King collapsed at the line and he let the pain and suffering ease out of his body. The 29-year-old started this Vuelta with just one victory in Europe during his decade-long career. Within a week, he’s added two stages at the Vuelta to his palmares, and even that hardly reflects the dedication and hard work he’s put into the bike.

“I’ve never suffered that much in my entire life. I am still a bit foggy in my mind,” King said. “I am sure it will sink in soon what an accomplishment that is.”

King’s magical week comes as a salve after a long career of close calls, injuries, setbacks and personal struggles that might have sent lesser riders packing up for home. King’s faith runs deep and he counts on a strong support network that includes his wife, family and friends.

“I just suffered a lot. I didn’t quit and never gave up,” King said. “I kept having faith and thanks to my team, my wife, my family and people close to me who believe in me more than I believe in myself sometimes.”
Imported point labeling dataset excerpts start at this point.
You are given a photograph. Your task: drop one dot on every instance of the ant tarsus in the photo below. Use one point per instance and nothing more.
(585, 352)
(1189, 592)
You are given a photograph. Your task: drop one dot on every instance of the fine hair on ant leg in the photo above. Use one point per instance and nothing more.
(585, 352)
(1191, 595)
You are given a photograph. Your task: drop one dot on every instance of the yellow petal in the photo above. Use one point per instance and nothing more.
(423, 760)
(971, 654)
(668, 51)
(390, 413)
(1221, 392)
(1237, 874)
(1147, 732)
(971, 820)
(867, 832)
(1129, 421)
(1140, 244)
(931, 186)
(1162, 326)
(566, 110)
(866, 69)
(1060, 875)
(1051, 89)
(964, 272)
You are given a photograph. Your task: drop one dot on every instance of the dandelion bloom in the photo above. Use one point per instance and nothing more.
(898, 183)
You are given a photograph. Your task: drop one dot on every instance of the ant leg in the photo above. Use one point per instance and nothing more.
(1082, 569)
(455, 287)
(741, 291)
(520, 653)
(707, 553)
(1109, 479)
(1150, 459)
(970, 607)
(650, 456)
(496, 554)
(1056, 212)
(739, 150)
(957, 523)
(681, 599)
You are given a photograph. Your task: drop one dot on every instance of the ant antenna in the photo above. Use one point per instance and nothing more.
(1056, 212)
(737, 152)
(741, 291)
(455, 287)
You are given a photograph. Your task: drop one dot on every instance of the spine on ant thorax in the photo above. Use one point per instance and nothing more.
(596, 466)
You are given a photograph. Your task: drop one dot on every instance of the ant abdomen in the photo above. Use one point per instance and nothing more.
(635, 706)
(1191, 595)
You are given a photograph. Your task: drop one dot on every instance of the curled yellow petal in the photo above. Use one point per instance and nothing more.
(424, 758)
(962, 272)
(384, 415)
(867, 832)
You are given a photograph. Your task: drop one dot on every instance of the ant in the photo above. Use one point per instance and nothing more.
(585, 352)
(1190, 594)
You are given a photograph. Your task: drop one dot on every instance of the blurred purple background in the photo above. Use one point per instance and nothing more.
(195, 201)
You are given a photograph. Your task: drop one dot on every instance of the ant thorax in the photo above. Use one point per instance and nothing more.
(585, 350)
Of the two mountaintop finales so far in this Vuelta, King has won both out of breakaways. He cited former RadioShack teammate Jens Voigt as an inspiration. King recognized long ago that he was never going to develop into a grand tour rider. That meant he was going to live and die by the breakaways. He’s had close calls before, including third in a Vuelta stage in 2016, but luck never tilted his way.

“Last year was a rough year, I really struggled. But I was in a breakaway in every stage race I did and none of them came to the line,” he said. “So far, in this Vuelta, I’ve been in two breakaways and both have made it to the finish. That’s it — it’s rolling the dice and taking a chance, and believing that it’s possible.”

His first grand tour stage win came Tuesday up Alfacar when he rode his breakaways companions off his wheel. That served as redemption. Sunday was about confirmation.

King snuck away with a big group of established stage-hunters. This time it wouldn’t be so easy. Joining King and Mollema were Thomas De Gendt (Lotto-Soudal), Lluís Mas (Caja-Rural), Dylan Teuns (BMC Racing), Reto Hollestein (Katusha-Alpecin), Thomas Leezer (LottoNL-Jumbo), Jesus Ezquerra (Burgos-BH), and Luis Angel Maté and Kenneth Vanbilsen (Cofidis).

After King rose into the “virtual” red jersey on the road and then dropped back out of the provisional lead again, it was all about the stage win. Realizing that such riders as Teuns, Mollema and De Gendt would be dangerous at the end of 200 kilometers, King wanted to take his fate into his own hands. He followed an acceleration from Mas coming into a cobbled climbing section at Candelario with about 20 kilometers to go. King opened up a gap of 1:20 before Mollema pounced near the base of La Covatilla base.

“Mollema is a pure climber, and I have a ton of respect for that guy. I knew to have a chance against a guy like him I needed a big advantage,” he said. “Being chased by a guy like Mollema is a lot of pressure and it took a lot to keep believing and keep suffering that much. I think it was a mental battle between us in the last bit, and 20 seconds is not a big gap. We were just separated by meters on the climb and it just stayed the same and we completely fired, dying a thousand deaths.”

King isn’t done yet. In a Vuelta full of breakaways, he promises to take a few more chances.

“Let’s keep the ball rolling,” he said. “You have to put yourself in situations to win.”

King’s been doing that for years. His dedication and faith is finally paying off in spades during this Vuelta.